Музыкальная критика ещё в конце XIX столетия признала безусловное первенство России в исполнительском искусстве и главенство русской исполнительской школы. И мы удерживаем это первенство уже более ста лет. В эту сферу вкладывались серьёзные государственные средства. Активно развивалась и росла сеть учебных заведений, объектов культуры. На нашем веку эти процессы приостановились, всё ветшает, падает престиж профессии, сегодня она не способна прокормить тех, кто ею занимается. Мы не думаем о будущих поколениях, не вкладываем в них, как вкладывали в нас. Если не пересмотреть подходы к развитию этой важнейшей части национального культурного достояния, не предпринять кардинальных мер и не изменить нынешнюю ситуацию, то лет через десять мы можем утратить первенство и в этой сфере (как это некогда случилось с генетикой и кибернетикой), и тогда снова понадобятся века, чтобы вернуть свои позиции.
Это вопрос государственного престижа. Не так много сфер, где мы сегодня имеем бесспорное лидерство и огромное влияние в мире. Музыка не требует переводчиков. Сами музыканты убеждены, что цивилизация существует для музыки. Она ведь, как космос, материя, не познаваемая до конца. Она может объединять людей и целые народы, способствует взаимопониманию. А отсутствие взаимопонимания на сегодняшний день является для человечества одной из самых острых проблем: критическая масса конфликтов достаточно велика, чтобы поставить человечество на грань уничтожения. Так что на самом деле цена вопроса очень высока. Но даже если не рассматривать проблему так широко, речь идёт не больше и не меньше как о духовном здоровье нации…
И не всё, между прочим, упирается в отсутствие денег. Раньше и по телевидению, и особенно по радио чуть не каждый день транслировались концерты классической и народной музыки, люди слушали Ойстраха, Обухову, Собинова. А сейчас классическая музыка и фундаментальная культура в целом практически исчезли из эфира. Один канал «Культура» заполнить образовавшийся вакуум не в состоянии.
– Самое удивительное, что и владельцы каналов, и бизнесмены-рекламодатели, делающие в борьбе за рейтинги ставку на пошлость, отправляют своих детей усваивать классические ценности за рубеж, преимущественно в закрытые английские частные школы, или устраивают им аналогичные «заповедники» тут. То есть они прекрасно понимают, что преходяще, а что вечно.

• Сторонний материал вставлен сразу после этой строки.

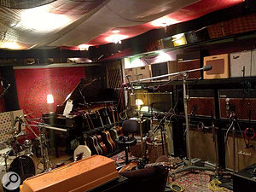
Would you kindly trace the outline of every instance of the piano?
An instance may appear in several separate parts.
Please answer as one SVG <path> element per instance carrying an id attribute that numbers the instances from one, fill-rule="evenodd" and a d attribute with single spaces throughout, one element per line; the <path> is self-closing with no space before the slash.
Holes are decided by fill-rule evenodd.
<path id="1" fill-rule="evenodd" d="M 67 116 L 63 112 L 67 101 L 72 101 L 73 108 Z M 43 114 L 44 123 L 51 126 L 67 129 L 67 131 L 54 131 L 54 145 L 56 157 L 58 157 L 57 141 L 66 137 L 67 152 L 72 153 L 73 144 L 80 143 L 84 144 L 83 132 L 84 126 L 80 112 L 93 113 L 96 110 L 116 104 L 117 98 L 113 89 L 104 87 L 101 78 L 87 79 L 82 79 L 74 90 L 67 96 L 61 105 L 58 105 L 55 113 Z"/>

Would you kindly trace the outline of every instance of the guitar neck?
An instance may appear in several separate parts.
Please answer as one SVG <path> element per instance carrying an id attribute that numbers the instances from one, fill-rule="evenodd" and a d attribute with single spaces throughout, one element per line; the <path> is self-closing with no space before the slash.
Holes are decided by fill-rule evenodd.
<path id="1" fill-rule="evenodd" d="M 113 117 L 113 123 L 115 125 L 115 118 L 114 118 L 114 111 L 112 106 L 109 106 L 109 109 L 112 112 L 112 117 Z"/>
<path id="2" fill-rule="evenodd" d="M 145 167 L 148 167 L 148 166 L 170 166 L 170 163 L 169 162 L 159 162 L 159 163 L 149 163 L 149 164 L 146 164 Z"/>
<path id="3" fill-rule="evenodd" d="M 98 118 L 101 121 L 102 126 L 104 127 L 104 124 L 103 124 L 103 121 L 102 121 L 102 119 L 101 117 L 101 114 L 100 114 L 99 111 L 96 111 L 96 115 L 98 116 Z"/>
<path id="4" fill-rule="evenodd" d="M 91 120 L 91 119 L 90 119 L 89 113 L 86 113 L 86 114 L 87 114 L 87 118 L 88 118 L 88 120 L 89 120 L 89 122 L 90 122 L 90 127 L 91 127 L 91 129 L 94 130 L 94 125 L 93 125 L 93 122 L 92 122 L 92 120 Z"/>
<path id="5" fill-rule="evenodd" d="M 89 131 L 91 131 L 90 125 L 90 123 L 89 123 L 89 120 L 88 120 L 88 115 L 87 115 L 87 113 L 83 114 L 83 117 L 84 117 L 84 119 L 85 119 L 85 122 L 86 122 L 86 125 L 88 126 Z"/>

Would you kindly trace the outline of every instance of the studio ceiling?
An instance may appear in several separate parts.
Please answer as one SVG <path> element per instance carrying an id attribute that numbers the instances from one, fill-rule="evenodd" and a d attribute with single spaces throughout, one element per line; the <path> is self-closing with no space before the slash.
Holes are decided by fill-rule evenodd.
<path id="1" fill-rule="evenodd" d="M 0 49 L 105 44 L 114 38 L 130 38 L 152 29 L 194 20 L 242 2 L 0 0 Z"/>

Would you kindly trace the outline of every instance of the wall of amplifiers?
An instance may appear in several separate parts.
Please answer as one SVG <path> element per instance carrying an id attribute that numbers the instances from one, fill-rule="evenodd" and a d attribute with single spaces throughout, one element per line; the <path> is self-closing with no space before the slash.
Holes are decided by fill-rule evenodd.
<path id="1" fill-rule="evenodd" d="M 211 65 L 212 69 L 203 73 L 204 79 L 256 76 L 256 49 L 210 56 L 203 56 L 200 51 L 178 54 L 177 55 L 177 61 L 126 68 L 125 73 L 132 81 L 200 68 L 201 66 L 207 65 Z M 197 71 L 189 73 L 188 79 L 200 78 L 201 78 L 201 72 Z M 169 78 L 166 79 L 166 80 L 168 79 Z M 179 79 L 181 79 L 179 78 Z"/>
<path id="2" fill-rule="evenodd" d="M 177 61 L 155 63 L 145 67 L 125 69 L 125 74 L 130 75 L 131 80 L 150 78 L 158 75 L 172 73 L 194 68 L 200 68 L 202 66 L 211 65 L 212 69 L 207 72 L 189 73 L 189 96 L 188 109 L 190 125 L 190 148 L 192 158 L 201 158 L 212 163 L 218 164 L 223 167 L 233 169 L 233 153 L 236 154 L 236 171 L 240 171 L 255 163 L 256 161 L 256 139 L 244 139 L 244 131 L 250 127 L 256 130 L 256 90 L 255 86 L 248 85 L 247 83 L 256 77 L 256 49 L 221 54 L 216 55 L 204 56 L 201 51 L 188 54 L 177 55 Z M 242 79 L 242 78 L 245 79 Z M 209 84 L 209 81 L 196 84 L 193 79 L 219 79 L 215 83 Z M 224 83 L 222 79 L 228 79 Z M 175 80 L 181 79 L 176 79 Z M 229 79 L 238 79 L 235 83 L 229 82 Z M 244 81 L 246 79 L 246 82 Z M 164 79 L 169 80 L 169 79 Z M 191 81 L 189 81 L 191 80 Z M 189 82 L 192 82 L 191 84 Z M 148 82 L 147 82 L 148 83 Z M 227 83 L 229 85 L 224 84 Z M 251 82 L 250 82 L 251 83 Z M 173 86 L 172 84 L 171 86 Z M 192 84 L 192 85 L 191 85 Z M 181 84 L 177 83 L 177 87 L 172 87 L 170 102 L 174 106 L 178 89 Z M 253 89 L 254 88 L 254 89 Z M 161 89 L 163 90 L 164 89 Z M 170 90 L 170 89 L 168 89 Z M 178 94 L 182 101 L 182 94 Z M 147 94 L 146 94 L 147 95 Z M 143 93 L 143 96 L 146 96 Z M 148 95 L 147 95 L 148 96 Z M 232 138 L 231 131 L 227 133 L 230 125 L 227 112 L 227 99 L 229 106 L 236 113 L 236 117 L 240 124 L 241 131 L 236 125 L 235 140 Z M 183 113 L 183 105 L 180 105 L 177 113 Z M 212 119 L 214 118 L 217 127 L 218 160 L 216 160 L 214 153 L 214 142 L 211 130 Z M 181 120 L 181 121 L 183 121 Z M 201 130 L 198 123 L 202 122 L 208 129 Z M 194 124 L 194 125 L 193 125 Z M 177 140 L 183 139 L 181 123 L 172 124 L 169 128 L 172 131 L 172 153 L 177 151 Z M 178 132 L 179 135 L 177 135 Z M 249 131 L 249 134 L 253 134 Z M 176 141 L 175 141 L 176 140 Z M 235 141 L 236 148 L 233 148 Z M 181 141 L 179 141 L 181 142 Z M 249 143 L 249 144 L 248 144 Z M 248 145 L 247 145 L 248 144 Z M 248 146 L 250 146 L 248 148 Z M 180 148 L 179 148 L 180 149 Z M 180 154 L 176 154 L 179 155 Z"/>

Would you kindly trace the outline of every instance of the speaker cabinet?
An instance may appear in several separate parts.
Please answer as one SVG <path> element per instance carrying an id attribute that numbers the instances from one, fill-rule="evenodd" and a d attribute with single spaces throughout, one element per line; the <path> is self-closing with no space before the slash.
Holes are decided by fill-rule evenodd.
<path id="1" fill-rule="evenodd" d="M 256 51 L 242 51 L 231 53 L 230 55 L 230 78 L 244 76 L 256 76 Z"/>
<path id="2" fill-rule="evenodd" d="M 125 70 L 125 75 L 130 81 L 138 80 L 142 79 L 150 78 L 149 66 L 143 66 L 135 68 L 126 68 Z M 148 81 L 145 81 L 148 82 Z"/>
<path id="3" fill-rule="evenodd" d="M 233 191 L 234 192 L 254 192 L 256 189 L 256 180 L 254 170 L 256 164 L 253 164 L 245 169 L 238 172 L 233 176 Z"/>
<path id="4" fill-rule="evenodd" d="M 212 68 L 204 72 L 204 79 L 230 78 L 229 55 L 223 54 L 204 57 L 204 66 L 212 66 Z"/>
<path id="5" fill-rule="evenodd" d="M 189 54 L 179 54 L 177 55 L 177 72 L 183 72 L 201 67 L 200 52 L 192 52 Z M 187 79 L 195 79 L 201 78 L 200 71 L 188 73 Z M 182 79 L 179 77 L 178 79 Z"/>
<path id="6" fill-rule="evenodd" d="M 212 90 L 190 90 L 188 112 L 191 115 L 215 117 L 214 91 Z"/>
<path id="7" fill-rule="evenodd" d="M 151 77 L 157 77 L 160 75 L 169 74 L 177 72 L 176 61 L 154 63 L 150 65 Z M 161 79 L 156 79 L 154 80 L 169 80 L 172 77 L 166 77 Z"/>
<path id="8" fill-rule="evenodd" d="M 160 120 L 154 119 L 152 121 L 151 130 L 153 131 L 156 126 L 159 125 Z M 164 127 L 166 130 L 166 143 L 167 146 L 167 153 L 168 155 L 174 155 L 174 146 L 173 146 L 173 132 L 172 132 L 172 122 L 167 120 L 164 123 Z M 157 137 L 158 138 L 161 138 L 160 129 L 158 129 L 154 137 Z"/>
<path id="9" fill-rule="evenodd" d="M 256 90 L 250 92 L 243 90 L 218 90 L 220 118 L 226 119 L 230 111 L 226 111 L 226 99 L 229 99 L 230 110 L 234 110 L 238 119 L 256 120 Z M 250 115 L 249 115 L 250 114 Z"/>
<path id="10" fill-rule="evenodd" d="M 226 131 L 224 131 L 225 134 Z M 250 145 L 253 148 L 247 148 L 245 141 L 241 137 L 241 133 L 236 131 L 235 136 L 235 154 L 236 154 L 236 171 L 241 171 L 247 166 L 255 163 L 256 160 L 256 141 L 250 140 Z M 233 137 L 231 131 L 228 135 L 225 144 L 225 165 L 226 168 L 233 170 Z"/>
<path id="11" fill-rule="evenodd" d="M 215 164 L 218 161 L 216 160 L 218 150 L 216 151 L 215 149 L 215 143 L 212 137 L 211 128 L 201 130 L 196 125 L 191 125 L 189 127 L 191 157 L 200 158 L 202 160 Z"/>

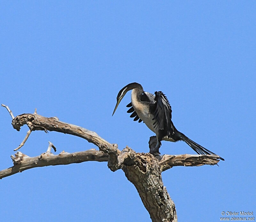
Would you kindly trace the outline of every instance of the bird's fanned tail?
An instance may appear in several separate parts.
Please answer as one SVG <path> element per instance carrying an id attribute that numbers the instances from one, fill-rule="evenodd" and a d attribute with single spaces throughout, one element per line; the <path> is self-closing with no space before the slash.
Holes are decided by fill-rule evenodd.
<path id="1" fill-rule="evenodd" d="M 205 154 L 208 155 L 217 155 L 214 153 L 213 153 L 211 151 L 210 151 L 208 149 L 202 147 L 201 145 L 199 145 L 193 140 L 191 140 L 183 134 L 182 134 L 181 133 L 180 133 L 180 138 L 181 140 L 186 142 L 198 154 L 201 155 Z M 219 155 L 217 155 L 217 156 Z M 225 160 L 220 157 L 220 158 L 221 160 Z"/>

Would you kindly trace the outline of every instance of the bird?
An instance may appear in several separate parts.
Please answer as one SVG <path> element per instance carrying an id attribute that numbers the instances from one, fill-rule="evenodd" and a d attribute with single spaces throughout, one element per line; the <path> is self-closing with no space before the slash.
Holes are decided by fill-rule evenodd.
<path id="1" fill-rule="evenodd" d="M 190 139 L 179 132 L 172 121 L 172 107 L 165 94 L 162 91 L 156 91 L 155 95 L 144 91 L 142 86 L 137 82 L 125 86 L 119 92 L 113 116 L 119 103 L 128 91 L 132 90 L 131 102 L 126 107 L 127 111 L 132 113 L 130 116 L 133 120 L 143 121 L 147 126 L 156 134 L 157 142 L 155 147 L 149 152 L 154 154 L 159 152 L 163 140 L 177 142 L 183 141 L 199 155 L 216 155 Z M 220 157 L 220 159 L 224 159 Z"/>

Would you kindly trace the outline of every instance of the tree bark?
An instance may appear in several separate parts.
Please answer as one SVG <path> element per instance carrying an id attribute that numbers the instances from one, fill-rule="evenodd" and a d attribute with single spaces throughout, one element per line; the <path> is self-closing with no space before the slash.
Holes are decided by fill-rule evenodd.
<path id="1" fill-rule="evenodd" d="M 117 145 L 111 144 L 95 133 L 86 129 L 60 121 L 57 117 L 48 118 L 38 114 L 24 114 L 14 117 L 8 106 L 13 128 L 19 131 L 24 125 L 29 130 L 17 150 L 24 145 L 31 132 L 35 130 L 55 131 L 73 135 L 85 139 L 99 147 L 100 150 L 89 150 L 68 153 L 62 152 L 58 155 L 51 153 L 56 148 L 49 142 L 47 151 L 35 157 L 30 157 L 20 152 L 11 156 L 14 166 L 0 171 L 0 179 L 26 170 L 49 165 L 69 164 L 85 161 L 108 161 L 110 169 L 122 169 L 128 180 L 135 186 L 152 221 L 177 221 L 175 205 L 164 186 L 161 172 L 175 166 L 214 165 L 219 161 L 216 155 L 184 155 L 156 156 L 149 153 L 137 153 L 126 147 L 122 151 Z M 153 143 L 149 143 L 152 145 Z"/>

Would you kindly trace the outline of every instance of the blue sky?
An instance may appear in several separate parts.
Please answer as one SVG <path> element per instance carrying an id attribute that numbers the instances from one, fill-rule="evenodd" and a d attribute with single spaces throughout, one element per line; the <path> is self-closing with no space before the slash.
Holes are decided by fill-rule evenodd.
<path id="1" fill-rule="evenodd" d="M 254 117 L 256 3 L 253 1 L 2 1 L 0 103 L 96 132 L 122 149 L 148 151 L 154 135 L 126 113 L 129 83 L 161 90 L 179 130 L 219 154 L 220 167 L 178 167 L 162 174 L 180 221 L 217 221 L 223 211 L 256 212 Z M 0 109 L 0 168 L 28 130 Z M 33 132 L 30 156 L 95 146 Z M 162 154 L 194 154 L 163 142 Z M 2 221 L 150 221 L 133 186 L 107 163 L 26 171 L 0 181 Z"/>

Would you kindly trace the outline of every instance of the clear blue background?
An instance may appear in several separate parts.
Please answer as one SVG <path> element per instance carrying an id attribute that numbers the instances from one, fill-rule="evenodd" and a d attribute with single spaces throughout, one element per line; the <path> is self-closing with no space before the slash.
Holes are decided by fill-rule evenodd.
<path id="1" fill-rule="evenodd" d="M 255 1 L 1 1 L 0 103 L 96 131 L 122 149 L 148 151 L 154 134 L 126 113 L 130 82 L 162 90 L 177 128 L 225 159 L 175 167 L 163 180 L 180 221 L 256 212 Z M 0 107 L 1 169 L 28 130 Z M 95 148 L 80 138 L 33 132 L 20 151 Z M 195 154 L 163 142 L 162 154 Z M 106 163 L 26 171 L 0 181 L 1 221 L 149 221 L 133 185 Z"/>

– Это не что иное, как пренебрежительное отношение к своему народу, деление на элиту и плебс, который ничего, кроме попсы, не достоин. А между тем людей лишили возможности выбирать. В 1992-м мы создали фонд «Русское исполнительское искусство», и, когда наши стипендиаты ездят с концертами по небольшим городам, где на 30 тысяч жителей – только заброшенный клуб и одна-единственная музыкальная школа, все концерты идут с переаншлагами. Люди истосковались по настоящему искусству, дающему свет, дающему надежду, помогающему видеть в жизни прекрасное и противостоять её мерзостям.
– Сейчас время такое: если о чём-то не говорят по радио и не показывают по ТВ, значит, этого вообще не существует.
– Недавно мы с нашим молодёжным камерным оркестром гастролировали в Южной Корее. Там классическое искусство возведено в ранг культового, и молодое поколение очень серьёзно к нему относится. Несколько телеканалов только классику и транслируют, причём возможность выступить в телеэфире есть у любого музыканта – от начинающего до профессионала международного уровня. Государство вкладывает в строительство новых концертных залов огромные средства. Мы выступали в зале-трёхтысячнике с потрясающей акустикой. А Москва, одна из ведущих музыкальных столиц мира, не имеет ни одного зала с европейской акустикой! Дай бог, чтобы после реконструкции Большой зал Московской консерватории свою акустику сохранил, но один зал на всю Москву – это же нонсенс! Один американский дирижёр, с которым мы недавно выступали, рассказал, что в его родном Техасе строят концертный зал, в бюджете которого только на акустику заложено 120 миллионов долларов.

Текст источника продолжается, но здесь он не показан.